Он замолчал и больше не отвлекал от рассказа. Но Ида вскоре поймала себя на том, что уже совсем не слушает историка, и признала, что религия илаатов интересует её куда меньше, чем этот странный тип с его непонятными повадками, словами и шрамами. Она уже почти придумала, о чём заговорить с ним вновь, но тут за её локоть ухватилась Грета, и Идана сообразила, что Марана больше рядом нет. И ведь какой бесшумный: совершенно непонятно, когда он испарился!
— Ида, ну и везёт тебе на всякие интересности! — горячо зашептала подруга. — Где ты нашла этого илаата?!
— Ну… тут… сидел, — для красного словца она хотела сказать «лежал», но решила, что это будет слишком.
— Он такой необычный. И красивый, даже несмотря на эти ужасные шрамы. Похож на гимнаста, помнишь, мы с тобой выступление видели?
— И правда, — согласилась Идана, вспомнив тот случай.
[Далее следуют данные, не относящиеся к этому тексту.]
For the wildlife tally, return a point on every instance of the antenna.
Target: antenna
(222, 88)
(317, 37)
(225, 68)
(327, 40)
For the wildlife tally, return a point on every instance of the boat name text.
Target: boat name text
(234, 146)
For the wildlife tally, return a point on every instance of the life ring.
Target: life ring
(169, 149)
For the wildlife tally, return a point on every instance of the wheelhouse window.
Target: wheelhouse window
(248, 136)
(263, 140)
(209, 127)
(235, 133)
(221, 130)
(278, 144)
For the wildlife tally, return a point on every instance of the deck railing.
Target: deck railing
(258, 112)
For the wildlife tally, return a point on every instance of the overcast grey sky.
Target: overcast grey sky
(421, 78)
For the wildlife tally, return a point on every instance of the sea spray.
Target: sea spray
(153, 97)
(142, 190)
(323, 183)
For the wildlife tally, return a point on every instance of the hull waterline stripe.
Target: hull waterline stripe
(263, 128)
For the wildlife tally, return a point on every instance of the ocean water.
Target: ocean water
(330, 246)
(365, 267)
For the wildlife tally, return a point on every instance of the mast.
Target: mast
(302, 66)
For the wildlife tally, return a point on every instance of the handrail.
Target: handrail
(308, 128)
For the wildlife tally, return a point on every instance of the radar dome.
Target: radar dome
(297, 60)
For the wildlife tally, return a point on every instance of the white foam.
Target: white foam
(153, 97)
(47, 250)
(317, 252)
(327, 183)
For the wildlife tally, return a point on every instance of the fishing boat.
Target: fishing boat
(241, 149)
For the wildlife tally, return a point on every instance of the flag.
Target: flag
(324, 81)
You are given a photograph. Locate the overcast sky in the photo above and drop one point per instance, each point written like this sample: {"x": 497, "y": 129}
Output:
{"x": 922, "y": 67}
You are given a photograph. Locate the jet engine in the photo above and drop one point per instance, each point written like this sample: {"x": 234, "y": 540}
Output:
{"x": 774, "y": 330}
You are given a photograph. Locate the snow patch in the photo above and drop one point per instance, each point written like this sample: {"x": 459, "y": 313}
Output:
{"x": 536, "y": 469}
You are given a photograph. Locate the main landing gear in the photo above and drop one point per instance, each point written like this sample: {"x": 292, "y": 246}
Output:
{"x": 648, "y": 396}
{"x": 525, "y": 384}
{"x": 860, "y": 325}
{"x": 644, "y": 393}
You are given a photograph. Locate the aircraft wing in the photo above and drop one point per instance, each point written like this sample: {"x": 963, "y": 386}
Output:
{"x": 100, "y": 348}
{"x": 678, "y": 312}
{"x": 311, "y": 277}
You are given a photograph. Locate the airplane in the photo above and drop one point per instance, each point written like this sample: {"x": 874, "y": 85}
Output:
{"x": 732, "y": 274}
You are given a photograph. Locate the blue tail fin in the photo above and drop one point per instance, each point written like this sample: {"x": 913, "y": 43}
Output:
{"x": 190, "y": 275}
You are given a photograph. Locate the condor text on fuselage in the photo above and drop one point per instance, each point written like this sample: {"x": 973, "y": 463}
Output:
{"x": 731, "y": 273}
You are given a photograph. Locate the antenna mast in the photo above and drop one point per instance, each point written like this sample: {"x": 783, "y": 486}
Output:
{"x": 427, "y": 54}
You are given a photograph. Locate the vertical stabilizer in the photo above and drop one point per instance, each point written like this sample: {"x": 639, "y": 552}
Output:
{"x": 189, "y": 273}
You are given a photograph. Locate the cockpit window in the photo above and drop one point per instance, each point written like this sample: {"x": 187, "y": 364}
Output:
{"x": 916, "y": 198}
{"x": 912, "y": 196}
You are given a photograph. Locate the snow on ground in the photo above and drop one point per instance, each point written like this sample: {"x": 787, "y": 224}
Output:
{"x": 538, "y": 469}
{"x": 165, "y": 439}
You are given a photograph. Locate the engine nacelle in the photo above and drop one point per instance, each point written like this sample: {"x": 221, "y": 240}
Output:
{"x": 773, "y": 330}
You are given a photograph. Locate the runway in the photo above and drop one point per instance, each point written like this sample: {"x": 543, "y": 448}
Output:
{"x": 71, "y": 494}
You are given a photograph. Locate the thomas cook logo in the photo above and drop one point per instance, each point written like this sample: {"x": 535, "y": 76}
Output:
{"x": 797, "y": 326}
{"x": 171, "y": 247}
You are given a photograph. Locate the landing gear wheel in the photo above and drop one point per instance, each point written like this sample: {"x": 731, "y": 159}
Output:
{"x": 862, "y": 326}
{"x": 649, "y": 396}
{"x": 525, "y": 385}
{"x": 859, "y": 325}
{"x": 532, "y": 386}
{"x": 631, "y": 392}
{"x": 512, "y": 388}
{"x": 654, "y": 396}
Конечно, благовоспитанных девушек из хороших семей никто не пустил бы на выступление в балаган, но тогда им повезло: родители отпустили девочек, которым было по пятнадцать лет, на ярмарку в сопровождении очень ленивой гувернантки, которую они усадили пить горячий чай с пряностями, а сами с её попустительства отправились наслаждаться свободой. Тогда-то они и наткнулись на циркачей, выступавших на противоположном конце площади.
Трое гимнастов, молодые мужчины в неприлично обтягивающих одеждах, выступали на проволоке, натянутой на высоте нескольких метров. От их лёгких прыжков на такой высоте захватывало дух, бросало в дрожь от страха и восторга одновременно, и девушки без сожалений оставили циркачам все свои карманные деньги: одно из самых ярких впечатлений жизни того стоило.